Re: [bonding][patch] Regarding a bonding lacp issue
From: Jay Vosburgh
Date: Thu Aug 08 2019 - 15:17:35 EST
Felix <fei.feng@xxxxxxxxxxxxxxxxx> wrote:
>Dear Mainteners,
>
>Recently I hit a packet drop issue in bonding driver on Linux 4.9. Please
>see details below. Please take a look to see if my understanding is
>correct. Many thanks.
>
>What is the problem?
>The bonding driver starts to send packets even if the Partner(Switch)'s
>Collecting bit is not enabled yet. Partner would drop all packets until
>its Collecting bit is enabled.
>
>What is the root cuase?
>According to LACP spec, the Actor need to check Partner's Sync and
>Collecting bits before enable its Distributing bit and Distributing
>function. Please see the PIC below.
The diagram you reference is found in 802.1AX-2014 figure 6-21,
which shows the state diagram for an independent control implementation,
i.e., collecting and distributing are managed independently.
However, Linux bonding implements coupled control, which is
shown in figure 6-22. Here, there is no Partner.Collecting requirement
on the state transition from ATTACHED to COLLECTING_DISTRIBUTING.
To quote 802.1AX-2014 6.4.15:
As independent control is not possible, the coupled control
state machine does not wait for the Partner to signal that
collection has started before enabling both collection and
distribution.
Now, that said, I agree that what you're seeing is likely
explained by this behavior, and your fix should resolve the immediate
problem (that bonding sends packets before the peer has enabled
COLLECTING).
However, your fix does put bonding out of compliance with the
standard, as it does not really implement COLLECTING and DISTRIBUTING as
discrete states. In particular, if the peer in your case were to later
clear Partner.Collecting, bonding will not react to this as a figure
6-21 independent control implementation would (which isn't a change from
current behavior, but currently this isn't expected).

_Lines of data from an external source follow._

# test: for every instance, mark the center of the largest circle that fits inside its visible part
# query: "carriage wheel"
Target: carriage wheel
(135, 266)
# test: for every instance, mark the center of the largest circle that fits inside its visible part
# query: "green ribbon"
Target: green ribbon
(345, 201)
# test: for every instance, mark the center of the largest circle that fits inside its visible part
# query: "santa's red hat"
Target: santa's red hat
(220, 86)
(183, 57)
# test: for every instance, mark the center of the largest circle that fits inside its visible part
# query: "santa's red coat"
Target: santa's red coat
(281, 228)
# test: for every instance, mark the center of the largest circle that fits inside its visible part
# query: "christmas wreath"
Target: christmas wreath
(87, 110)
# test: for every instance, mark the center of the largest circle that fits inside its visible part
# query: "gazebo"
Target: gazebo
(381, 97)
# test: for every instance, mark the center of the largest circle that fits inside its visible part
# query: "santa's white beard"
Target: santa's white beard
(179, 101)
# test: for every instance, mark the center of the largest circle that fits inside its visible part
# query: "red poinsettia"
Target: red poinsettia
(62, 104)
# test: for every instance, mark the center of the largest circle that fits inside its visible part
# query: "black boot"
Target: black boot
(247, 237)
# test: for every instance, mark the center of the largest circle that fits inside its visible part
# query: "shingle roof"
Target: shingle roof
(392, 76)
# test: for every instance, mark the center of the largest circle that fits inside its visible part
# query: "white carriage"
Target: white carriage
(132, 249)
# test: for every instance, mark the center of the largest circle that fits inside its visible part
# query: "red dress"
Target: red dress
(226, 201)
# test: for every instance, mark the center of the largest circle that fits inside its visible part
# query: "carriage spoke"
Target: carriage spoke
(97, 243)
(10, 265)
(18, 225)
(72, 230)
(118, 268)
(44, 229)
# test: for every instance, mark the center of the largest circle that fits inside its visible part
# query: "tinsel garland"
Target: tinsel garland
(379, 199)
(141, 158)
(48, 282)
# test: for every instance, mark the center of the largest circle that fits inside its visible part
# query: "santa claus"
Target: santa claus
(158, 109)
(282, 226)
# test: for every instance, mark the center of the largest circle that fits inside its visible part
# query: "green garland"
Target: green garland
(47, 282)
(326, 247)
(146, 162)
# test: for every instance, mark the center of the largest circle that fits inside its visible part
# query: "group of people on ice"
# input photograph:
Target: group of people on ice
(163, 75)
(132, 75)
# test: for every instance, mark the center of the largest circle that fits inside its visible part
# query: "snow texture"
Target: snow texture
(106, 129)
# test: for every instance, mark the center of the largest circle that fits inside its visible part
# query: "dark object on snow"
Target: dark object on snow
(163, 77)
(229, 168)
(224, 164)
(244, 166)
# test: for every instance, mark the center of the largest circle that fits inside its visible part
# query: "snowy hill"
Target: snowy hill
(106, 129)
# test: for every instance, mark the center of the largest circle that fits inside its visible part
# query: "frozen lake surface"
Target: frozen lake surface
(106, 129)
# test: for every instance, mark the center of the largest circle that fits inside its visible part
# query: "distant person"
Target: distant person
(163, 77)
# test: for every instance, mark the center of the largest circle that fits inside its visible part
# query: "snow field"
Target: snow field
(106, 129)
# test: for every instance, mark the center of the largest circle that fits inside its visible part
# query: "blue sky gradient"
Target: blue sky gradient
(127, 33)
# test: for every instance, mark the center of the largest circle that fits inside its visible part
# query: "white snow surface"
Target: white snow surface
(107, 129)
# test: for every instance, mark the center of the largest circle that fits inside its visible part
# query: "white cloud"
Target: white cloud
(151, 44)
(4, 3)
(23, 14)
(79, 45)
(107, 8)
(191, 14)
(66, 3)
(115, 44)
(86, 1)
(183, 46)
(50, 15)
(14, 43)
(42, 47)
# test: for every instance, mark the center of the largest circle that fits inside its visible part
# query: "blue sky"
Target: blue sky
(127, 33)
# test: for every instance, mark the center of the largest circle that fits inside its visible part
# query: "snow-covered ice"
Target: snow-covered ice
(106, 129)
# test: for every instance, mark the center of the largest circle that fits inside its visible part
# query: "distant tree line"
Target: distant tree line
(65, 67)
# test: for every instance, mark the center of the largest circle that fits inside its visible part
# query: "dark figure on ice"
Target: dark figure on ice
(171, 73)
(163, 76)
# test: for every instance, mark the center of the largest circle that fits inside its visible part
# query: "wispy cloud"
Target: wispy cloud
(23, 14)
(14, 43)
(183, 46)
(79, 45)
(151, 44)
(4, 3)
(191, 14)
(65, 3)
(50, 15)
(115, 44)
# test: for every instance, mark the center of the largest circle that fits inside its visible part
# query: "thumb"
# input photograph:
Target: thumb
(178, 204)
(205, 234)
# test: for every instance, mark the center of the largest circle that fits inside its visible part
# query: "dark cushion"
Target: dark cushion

So, in my opinion a patch like this should have a comment
attached noting that we are deliberately not in compliance with the
standard in this specific situation. The proper fix is to implement
figure 6-21 separate state.
Lastly, are you able to test and generate a patch against
current upstream, instead of 4.9?
-J
>How to fix?
>Please see the diff as following. And the patch is attached.
>
>--- ../origin/linux-4.9.188/drivers/net/bonding/bond_3ad.c 2019-08-07
>00:29:42.000000000 +0800
>+++ drivers/net/bonding/bond_3ad.c 2019-08-08 23:13:29.015640197 +0800
>@@ -937,6 +937,7 @@
> */
> if ((port->sm_vars & AD_PORT_SELECTED) &&
> (port->partner_oper.port_state & AD_STATE_SYNCHRONIZATION) &&
>+ (port->partner_oper.port_state & AD_STATE_COLLECTING) &&
> !__check_agg_selection_timer(port)) {
> if (port->aggregator->is_active)
> port->sm_mux_state =
>
>------
>Thanks,
>Felix
---
-Jay Vosburgh, jay.vosburgh@xxxxxxxxxxxxx